Ensure all visual gaps between your widgets are consistent, adapted to the axis direction, and respond to screen size!

Core Features

Provides a Gutter and Margin that correspond to Material Design's Responsive Layout system.

Gutters and margins:

  1. Create a vertical gap in vertical layouts (Column, vertical Scrollable, etc) and a horizontal gap in horizontal layouts (Row, horizontal Scrollable, etc).
  2. Size the gap according to the current screen size and Material Design's corresponding breakpoint definition (small gap on small screens, larger gap on large screens)

GutterSmall, GutterTiny and GutterLarge all provide gaps that are factors of the base gutter size for situations where larger or smaller gaps are more appropriate.

For more flexibility, you can also use the provided extension on BuildContext to reference the gutter and margin sizes directly (context.gutter, context.margin) or create a Gap with a manually set size.

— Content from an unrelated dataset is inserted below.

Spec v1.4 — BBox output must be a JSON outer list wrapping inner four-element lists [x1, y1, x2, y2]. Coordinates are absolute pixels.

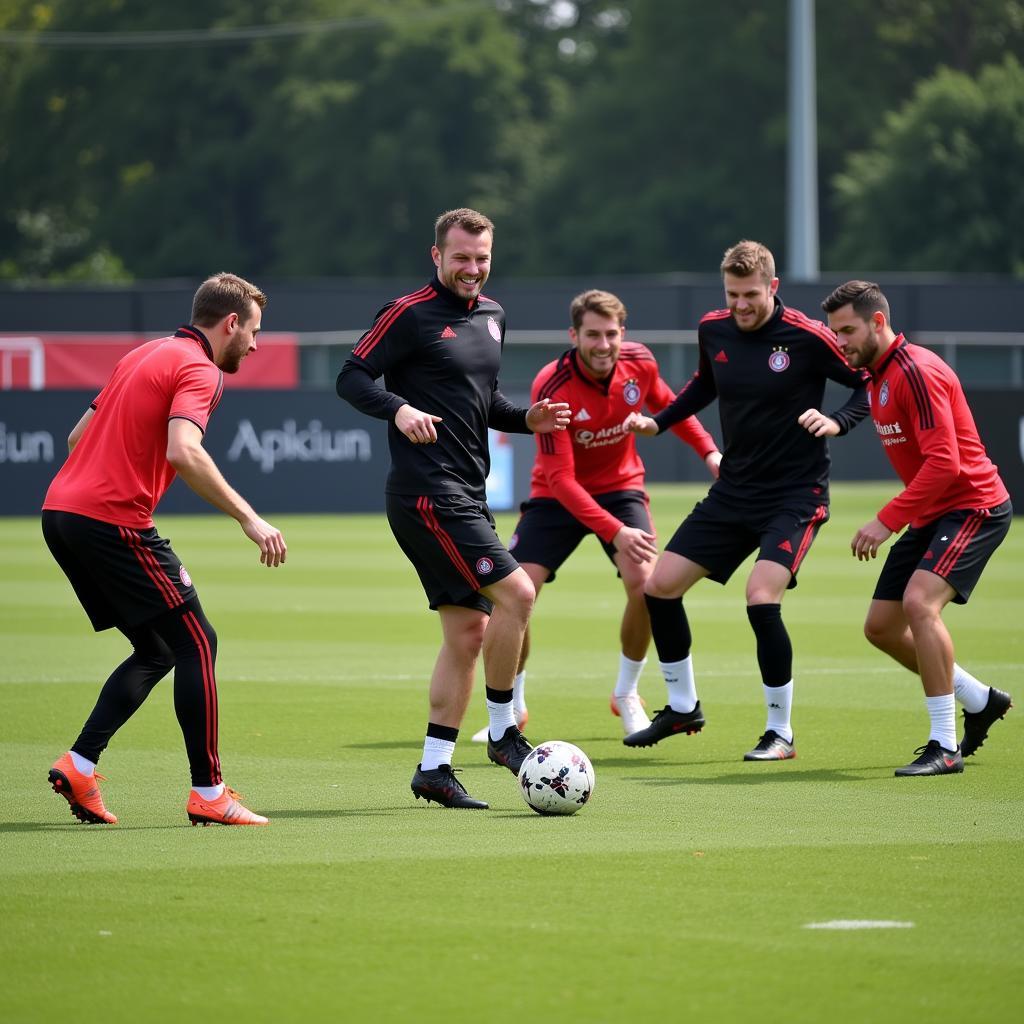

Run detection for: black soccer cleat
[[961, 686, 1014, 758], [896, 739, 964, 775], [743, 729, 797, 761], [487, 725, 534, 776], [623, 700, 705, 746], [410, 765, 487, 811]]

You can us Gutter with other packages using GutterConfiguration and widgetToAxis (see example).

Supported Widgets

Flutter Gutter's widgets traverse up the widget tree until they find an ancestor that meets one of the following conditions:

  1. GutterConfiguration.maybeOf(context).customWidgetToAxis(widget) returns a non-null Axis (this is a custom function that lets you extend Flutter Gutter to support arbitrary widgets).
  2. widget is a scrollable with a defined axis.
  3. widget has an Axis direction attribute (for example, Flutter Gutter supports Boxy's widgets automatically).

Note that case 3 means that ANY widget with an axis is supported, however this is a dynamic check which means that the Dart compiler will not be able to tree shake out any axis attributes on any widget. This may increase your app's bundle size by a very small amount.

I have a Github issue against Flutter to add an explicit axis scope to Flutter which would resolve this limitation. If you like using Flutter Gutter and want to see it improved, please upvote the linked issue.

Example

Without flutter_gutter you have to manually specify the axis direction (by using height or width) and specify size of the gap yourself:

return Column(
  children: [
    const Text('I hate using sized box.'),
    SizedBox(height: 10),
    const Text('If only there were a better way...'),
  ],
);

With flutter_gutter the Gutter widget identifies that it's in a vertical layout (Column) and automatically creates a vertical gap. It also looks up the screen size and sizes the gap accordingly so you don't have to specify a gap size manually:

return Column(
  children: [
    const Text('I hate using sized box.'),
    Gutter(),
    const Text('And now I don\'t have to!'),
  ],
);

To use the material break point values directly, use the extension on context:

return Padding(
  padding: EdgeInsets.only(left: context.gutter, right: context.gutterSmall),
  child: Text('This is the margin size on this device: ${context.margin}'),
);

To use Gutter with custom widgets that don't expose an axis argument, use GutterConfiguration:

return GutterConfiguration(
  data: GutterConfigurationData(
    widgetToAxis: (widget) {
      if (widget is BoxyFlex) {
        // Boxy widgets expose their axes via `BoxyFlex.direction`.
        return widget.direction;
      }
      return null;
    },
  ),
  child: MyCustomColumn(
    chilren: [
      const Text('This widget wasn\'t supported by `Gutter` ).'),
      Gutter(),
      const Text('But with `GutterConfiguration` I can make Gutter work with any widget!'),
    ],
  ),
);

Why not just use the existing Gap package?

Gap and Flutter Gutter are very similar, but Flutter Gutter does a few extra things Gap does not:

  1. Auto sizes gap spacing according to the Material breakpoints system (see "Core Features" above).
  2. Detects the axis of ANY widget that exposes an Axis direction attribute or getter (see "Supported Widgets" above).
  3. Allows you to add support for arbitrary widgets using GutterConfiguration and widgetToAxis.

Personally, I especially appreciate feature 1 as it makes it easier for me to add spacing and ensures that spacing and padding in different parts of my app are consistently sized. However, if none of the above features are important to you, you'll likely prefer the Gap package!